Re: The dreaded "Alternatives to NFS" question
From: Nick Maclaren (nmm1_at_cus.cam.ac.uk)
Date: 22 Aug 2004 09:12:20 GMT
In article <barmar-C947A5.email@example.com>,
Barry Margolin <firstname.lastname@example.org> wrote:
>In article <email@example.com>,
> Neil W Rickert <firstname.lastname@example.org> wrote:
>> email@example.com (all mail refused) writes:
>> >I'm not very interested in whether the client uses port 20
>> >as it proves so little.
>> You should be interested. It is the server that uses port 20,
>> not the client.
>> The client opens a socket to listen (on a random port). It sends the
>> PORT command to the server advising it of the port to use. Anyone
>> doing packet sniffing could find that port and connect to it.
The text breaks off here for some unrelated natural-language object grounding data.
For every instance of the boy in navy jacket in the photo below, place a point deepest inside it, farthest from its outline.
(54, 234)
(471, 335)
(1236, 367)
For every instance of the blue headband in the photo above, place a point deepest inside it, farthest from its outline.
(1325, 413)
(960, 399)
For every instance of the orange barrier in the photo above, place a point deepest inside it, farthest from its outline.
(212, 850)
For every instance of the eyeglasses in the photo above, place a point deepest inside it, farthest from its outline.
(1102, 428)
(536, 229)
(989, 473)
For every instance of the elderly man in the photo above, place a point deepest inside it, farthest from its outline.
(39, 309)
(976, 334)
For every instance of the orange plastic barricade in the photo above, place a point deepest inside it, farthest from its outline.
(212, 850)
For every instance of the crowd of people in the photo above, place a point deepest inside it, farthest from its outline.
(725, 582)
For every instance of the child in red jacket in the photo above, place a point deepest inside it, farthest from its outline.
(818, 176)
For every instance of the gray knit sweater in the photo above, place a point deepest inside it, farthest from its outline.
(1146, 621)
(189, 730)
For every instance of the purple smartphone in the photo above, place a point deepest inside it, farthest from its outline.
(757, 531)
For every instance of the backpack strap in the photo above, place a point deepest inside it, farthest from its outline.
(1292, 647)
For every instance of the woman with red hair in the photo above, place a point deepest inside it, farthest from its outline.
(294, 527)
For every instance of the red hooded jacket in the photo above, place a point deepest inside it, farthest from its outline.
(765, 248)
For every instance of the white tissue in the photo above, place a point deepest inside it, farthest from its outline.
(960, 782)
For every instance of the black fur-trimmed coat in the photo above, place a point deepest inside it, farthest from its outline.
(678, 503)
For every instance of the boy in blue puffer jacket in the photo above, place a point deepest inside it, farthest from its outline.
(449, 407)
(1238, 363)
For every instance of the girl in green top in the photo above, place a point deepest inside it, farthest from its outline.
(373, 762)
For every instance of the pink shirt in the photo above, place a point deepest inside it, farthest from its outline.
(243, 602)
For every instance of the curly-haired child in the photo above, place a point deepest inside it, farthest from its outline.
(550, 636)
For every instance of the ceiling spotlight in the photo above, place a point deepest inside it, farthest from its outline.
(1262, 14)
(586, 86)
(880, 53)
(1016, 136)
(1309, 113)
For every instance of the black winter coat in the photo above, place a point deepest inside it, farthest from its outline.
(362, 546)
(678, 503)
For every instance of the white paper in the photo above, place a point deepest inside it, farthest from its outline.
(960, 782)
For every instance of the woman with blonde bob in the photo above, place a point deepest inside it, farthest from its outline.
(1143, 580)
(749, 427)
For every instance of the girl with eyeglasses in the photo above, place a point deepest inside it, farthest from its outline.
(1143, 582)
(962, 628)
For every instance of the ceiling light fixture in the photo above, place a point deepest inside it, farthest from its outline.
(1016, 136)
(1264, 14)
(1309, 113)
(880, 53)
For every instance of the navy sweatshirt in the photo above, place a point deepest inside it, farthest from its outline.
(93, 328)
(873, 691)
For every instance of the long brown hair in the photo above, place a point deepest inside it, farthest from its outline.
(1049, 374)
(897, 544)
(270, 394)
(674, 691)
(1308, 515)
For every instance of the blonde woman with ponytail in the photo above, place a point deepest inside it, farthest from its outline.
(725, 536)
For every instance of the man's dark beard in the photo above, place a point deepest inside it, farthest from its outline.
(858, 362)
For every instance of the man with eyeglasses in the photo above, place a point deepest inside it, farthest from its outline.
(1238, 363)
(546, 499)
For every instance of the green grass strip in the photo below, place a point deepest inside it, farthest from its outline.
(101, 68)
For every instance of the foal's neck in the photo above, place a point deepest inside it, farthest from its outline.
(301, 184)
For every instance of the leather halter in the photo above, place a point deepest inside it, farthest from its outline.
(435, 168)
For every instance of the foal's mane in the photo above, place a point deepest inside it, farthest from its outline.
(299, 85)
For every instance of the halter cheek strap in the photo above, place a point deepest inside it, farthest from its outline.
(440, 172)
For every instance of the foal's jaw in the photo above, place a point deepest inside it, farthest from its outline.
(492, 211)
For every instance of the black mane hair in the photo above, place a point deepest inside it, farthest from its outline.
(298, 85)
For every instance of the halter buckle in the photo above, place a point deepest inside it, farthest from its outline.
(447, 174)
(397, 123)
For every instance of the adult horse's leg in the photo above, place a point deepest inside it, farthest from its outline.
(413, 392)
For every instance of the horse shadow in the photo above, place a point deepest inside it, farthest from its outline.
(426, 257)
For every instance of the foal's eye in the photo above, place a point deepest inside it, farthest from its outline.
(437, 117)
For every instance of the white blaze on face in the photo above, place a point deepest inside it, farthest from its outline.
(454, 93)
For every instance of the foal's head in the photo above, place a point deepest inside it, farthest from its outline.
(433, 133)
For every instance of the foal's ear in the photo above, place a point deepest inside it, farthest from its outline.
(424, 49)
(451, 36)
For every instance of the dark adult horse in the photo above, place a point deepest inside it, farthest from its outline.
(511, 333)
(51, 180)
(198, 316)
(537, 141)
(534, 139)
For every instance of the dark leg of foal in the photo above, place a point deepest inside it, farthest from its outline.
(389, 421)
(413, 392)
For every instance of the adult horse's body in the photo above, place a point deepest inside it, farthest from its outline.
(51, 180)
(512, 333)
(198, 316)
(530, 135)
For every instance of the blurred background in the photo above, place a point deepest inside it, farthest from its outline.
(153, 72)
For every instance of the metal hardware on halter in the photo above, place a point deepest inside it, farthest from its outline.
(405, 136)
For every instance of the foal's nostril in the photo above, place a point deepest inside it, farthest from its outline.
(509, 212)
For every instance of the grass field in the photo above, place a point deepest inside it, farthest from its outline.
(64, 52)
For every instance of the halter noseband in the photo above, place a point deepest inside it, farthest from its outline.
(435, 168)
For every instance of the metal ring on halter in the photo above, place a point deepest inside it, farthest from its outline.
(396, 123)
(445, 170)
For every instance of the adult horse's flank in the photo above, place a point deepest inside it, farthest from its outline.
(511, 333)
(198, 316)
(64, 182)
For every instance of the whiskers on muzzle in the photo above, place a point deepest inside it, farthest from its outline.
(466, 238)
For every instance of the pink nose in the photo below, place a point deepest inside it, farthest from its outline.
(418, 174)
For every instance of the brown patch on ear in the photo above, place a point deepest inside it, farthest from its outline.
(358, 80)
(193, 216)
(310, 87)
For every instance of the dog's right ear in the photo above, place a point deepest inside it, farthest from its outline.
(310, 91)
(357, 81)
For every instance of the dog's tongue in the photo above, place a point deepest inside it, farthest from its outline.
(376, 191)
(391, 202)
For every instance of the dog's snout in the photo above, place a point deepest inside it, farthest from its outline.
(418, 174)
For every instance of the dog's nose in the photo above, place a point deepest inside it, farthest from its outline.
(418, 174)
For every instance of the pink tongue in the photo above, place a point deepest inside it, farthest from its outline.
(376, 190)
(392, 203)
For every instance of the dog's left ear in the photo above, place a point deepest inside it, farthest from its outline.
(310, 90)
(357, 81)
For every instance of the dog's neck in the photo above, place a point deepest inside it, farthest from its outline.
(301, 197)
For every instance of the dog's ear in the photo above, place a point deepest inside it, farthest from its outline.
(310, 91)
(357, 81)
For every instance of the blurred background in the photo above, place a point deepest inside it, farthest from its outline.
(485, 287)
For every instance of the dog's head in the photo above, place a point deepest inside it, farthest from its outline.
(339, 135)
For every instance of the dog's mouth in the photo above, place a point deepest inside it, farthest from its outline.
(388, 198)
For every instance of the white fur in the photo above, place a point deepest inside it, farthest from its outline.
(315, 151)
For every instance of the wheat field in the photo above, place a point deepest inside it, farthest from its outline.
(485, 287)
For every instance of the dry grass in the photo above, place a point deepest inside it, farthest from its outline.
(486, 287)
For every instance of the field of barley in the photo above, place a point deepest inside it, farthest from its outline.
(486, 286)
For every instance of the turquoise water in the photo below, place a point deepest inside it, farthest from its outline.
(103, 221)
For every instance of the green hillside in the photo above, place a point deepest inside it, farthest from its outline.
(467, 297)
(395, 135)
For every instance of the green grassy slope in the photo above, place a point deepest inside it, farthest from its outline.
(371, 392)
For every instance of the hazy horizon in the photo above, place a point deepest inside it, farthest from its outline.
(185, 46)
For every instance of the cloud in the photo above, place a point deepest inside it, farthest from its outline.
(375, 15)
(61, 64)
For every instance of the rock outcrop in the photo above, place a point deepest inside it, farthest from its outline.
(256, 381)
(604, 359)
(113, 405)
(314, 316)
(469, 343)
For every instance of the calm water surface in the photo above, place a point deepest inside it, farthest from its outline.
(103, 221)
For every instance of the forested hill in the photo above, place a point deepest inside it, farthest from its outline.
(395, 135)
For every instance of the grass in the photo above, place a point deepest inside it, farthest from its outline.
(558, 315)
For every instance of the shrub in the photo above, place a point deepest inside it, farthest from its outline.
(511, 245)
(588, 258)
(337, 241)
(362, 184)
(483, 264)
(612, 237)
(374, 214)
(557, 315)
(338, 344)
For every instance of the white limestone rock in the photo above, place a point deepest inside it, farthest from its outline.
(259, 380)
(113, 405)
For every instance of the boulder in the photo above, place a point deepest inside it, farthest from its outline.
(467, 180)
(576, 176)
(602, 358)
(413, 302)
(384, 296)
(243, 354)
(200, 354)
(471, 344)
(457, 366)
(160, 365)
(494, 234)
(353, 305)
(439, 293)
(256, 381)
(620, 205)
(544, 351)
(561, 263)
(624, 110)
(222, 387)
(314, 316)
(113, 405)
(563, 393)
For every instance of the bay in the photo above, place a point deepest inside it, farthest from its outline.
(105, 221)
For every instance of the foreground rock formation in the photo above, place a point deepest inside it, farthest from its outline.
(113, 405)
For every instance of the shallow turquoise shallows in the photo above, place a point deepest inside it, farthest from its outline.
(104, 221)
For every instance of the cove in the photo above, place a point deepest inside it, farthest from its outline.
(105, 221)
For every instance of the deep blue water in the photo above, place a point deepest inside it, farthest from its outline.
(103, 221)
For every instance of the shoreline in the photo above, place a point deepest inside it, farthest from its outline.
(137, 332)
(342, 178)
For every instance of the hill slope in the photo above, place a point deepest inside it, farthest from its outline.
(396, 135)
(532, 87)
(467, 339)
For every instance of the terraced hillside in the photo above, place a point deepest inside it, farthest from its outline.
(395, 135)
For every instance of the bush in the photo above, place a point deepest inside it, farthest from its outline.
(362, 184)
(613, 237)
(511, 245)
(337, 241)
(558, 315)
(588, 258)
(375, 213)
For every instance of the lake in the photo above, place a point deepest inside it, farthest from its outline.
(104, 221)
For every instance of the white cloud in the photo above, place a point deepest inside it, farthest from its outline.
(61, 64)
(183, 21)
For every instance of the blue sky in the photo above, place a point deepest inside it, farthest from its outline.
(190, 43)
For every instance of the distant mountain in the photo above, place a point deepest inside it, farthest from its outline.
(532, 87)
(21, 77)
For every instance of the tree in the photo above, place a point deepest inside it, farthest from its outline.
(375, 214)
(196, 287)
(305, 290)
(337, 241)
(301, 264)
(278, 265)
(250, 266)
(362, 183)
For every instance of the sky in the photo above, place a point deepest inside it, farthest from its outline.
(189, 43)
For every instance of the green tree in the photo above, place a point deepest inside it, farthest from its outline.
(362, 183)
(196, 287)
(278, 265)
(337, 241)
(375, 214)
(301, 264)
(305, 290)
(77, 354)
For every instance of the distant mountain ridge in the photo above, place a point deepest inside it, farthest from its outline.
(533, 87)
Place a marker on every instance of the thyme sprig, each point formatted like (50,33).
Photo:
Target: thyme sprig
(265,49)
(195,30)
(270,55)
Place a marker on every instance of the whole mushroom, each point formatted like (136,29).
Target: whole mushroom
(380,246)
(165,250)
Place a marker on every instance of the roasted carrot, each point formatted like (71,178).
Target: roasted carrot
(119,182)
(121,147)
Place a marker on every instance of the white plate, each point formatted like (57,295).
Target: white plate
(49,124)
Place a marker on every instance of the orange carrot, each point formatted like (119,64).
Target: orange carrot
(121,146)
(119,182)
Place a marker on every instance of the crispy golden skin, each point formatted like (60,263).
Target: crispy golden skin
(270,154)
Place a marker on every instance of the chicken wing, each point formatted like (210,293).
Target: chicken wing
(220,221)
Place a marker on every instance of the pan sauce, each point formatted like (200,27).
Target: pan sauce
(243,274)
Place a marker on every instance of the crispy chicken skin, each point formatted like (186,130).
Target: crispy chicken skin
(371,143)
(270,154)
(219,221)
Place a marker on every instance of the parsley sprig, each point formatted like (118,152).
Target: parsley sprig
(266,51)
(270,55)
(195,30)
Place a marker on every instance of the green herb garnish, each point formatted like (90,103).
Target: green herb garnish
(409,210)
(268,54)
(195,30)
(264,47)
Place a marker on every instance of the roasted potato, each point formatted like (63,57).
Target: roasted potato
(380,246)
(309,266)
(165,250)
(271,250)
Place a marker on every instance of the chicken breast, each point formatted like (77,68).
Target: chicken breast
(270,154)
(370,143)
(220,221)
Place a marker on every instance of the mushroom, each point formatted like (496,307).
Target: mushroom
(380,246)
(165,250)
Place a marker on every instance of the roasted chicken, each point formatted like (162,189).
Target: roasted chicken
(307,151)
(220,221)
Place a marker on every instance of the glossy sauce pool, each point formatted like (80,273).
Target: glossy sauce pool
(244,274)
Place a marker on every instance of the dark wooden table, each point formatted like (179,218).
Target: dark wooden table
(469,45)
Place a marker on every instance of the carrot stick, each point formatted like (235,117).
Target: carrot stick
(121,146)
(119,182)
The
>> server connects back using source port 20. The client should not
>> accept connections from source ports other than 20, as a protection
>> against being sent bogus data.
>But in practice I don't think most clients check this. Shouldn't the
>client also check that the connection is coming from the FTP server
>address, and isn't that likely to provide about the same level of
Yes. Also, binding is to the LOCAL port, and not the remote one,
and therefore there is no reason (in theory, at least) why a socket
cannot be bound once and used for many transfers. Now, the whole
socket area is so appallingly specified that it is possible that
there is no way to do that and match FTP's other requirements, but
I am pretty sure that is not so (at least on some systems). To be
absolutely certain, I should have to write code and experiment
with a wide variety of systems, but man page entries like the
following make me think that I am right:
Send, sendto, and sendmsg are used to transmit a message
to another socket. Send may be used only when the socket
is in a connected state, while sendto and sendmsg may be
used at any time.
The address of the target is given by to with tolen speci-
fying its size. ...
It is certainly possible that I might be misremembering the second
class of FTP use, and that the implementation I describe is not a
correct implementation of the FTP protocol. But I don't think so.